Sections

Behcet Disease

Presentation

History

In 1990, the International Study Group (ISG) for Behçet's Disease clarified criteria for the diagnosis of Behçet disease.^[3]The ISG compared the clinical findings of 914 patients with a history of aphthous ulcers with those of controls. Initial criteria for diagnosis require the occurrence of at least three episodes of oral herpetiform or aphthous ulcerations within a 12-month period observed directly by a physician or reported by the patient. To confirm the diagnosis, at least two of the following must also be demonstrated:

Recurrent painful genital ulcers that heal with scarring
Ophthalmic lesions, including anterior or posterior uveitis, hypopyon, or retinal vasculitis
Skin lesions, including erythema nodosum–like lesions, pseudofolliculitis, or papulopustular or acneiform lesions
Positive results from pathergy skin testing, defined as the formation of a sterile erythematous papule 2 mm in diameter or larger that appears 48 hours following a skin prick with a sharp sterile needle (22-24 gauge [a dull needle may be used as a control])

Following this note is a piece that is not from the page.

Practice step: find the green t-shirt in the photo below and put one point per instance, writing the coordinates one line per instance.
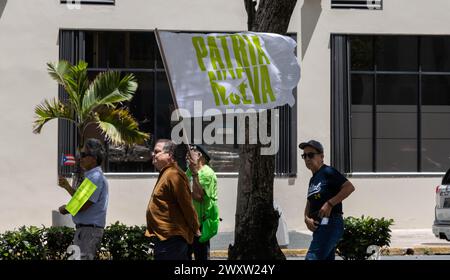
(208, 181)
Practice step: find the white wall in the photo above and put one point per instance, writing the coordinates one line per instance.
(409, 201)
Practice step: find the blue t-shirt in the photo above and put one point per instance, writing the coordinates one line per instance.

See the Behcet's Syndrome International Study Group Criteria calculator.

Considering the above diagnostic criteria, case presentation often includes the following characteristics:

Multiorgan system involvement, often beginning with mucocutaneous involvement and usually sparing the liver, kidneys, and heart
Age of 25-35 years at onset
Organ-specific manifestations characterized by exacerbations and a relapsing/remitting course

In 2014, the International Team for the Revision of the International Criteria for Behçet's Disease (ICBD) proposed a set of diagnostic criteria including vascular and neurologic involvement (see the table below). The ICBD has considerably higher sensitivity than the ISG criteria (94.8% versus 85.0%, respectively) but somewhat lower specificity (90.5% versus 96.0%, respectively).^[44]

Table. International Criteria for Behçet's Disease (Open Table in a new window)

Sign/Symptom	Points
Genital aphthosis	2
Oral aphthosis	2
Skin lesions	2
Neurologic manifestations	1
Vascular manifestations	1
Positive pathergy test (optional)	1

Patients with an ICBD score of 4 or higher are classified as having Behçet disease.^[44]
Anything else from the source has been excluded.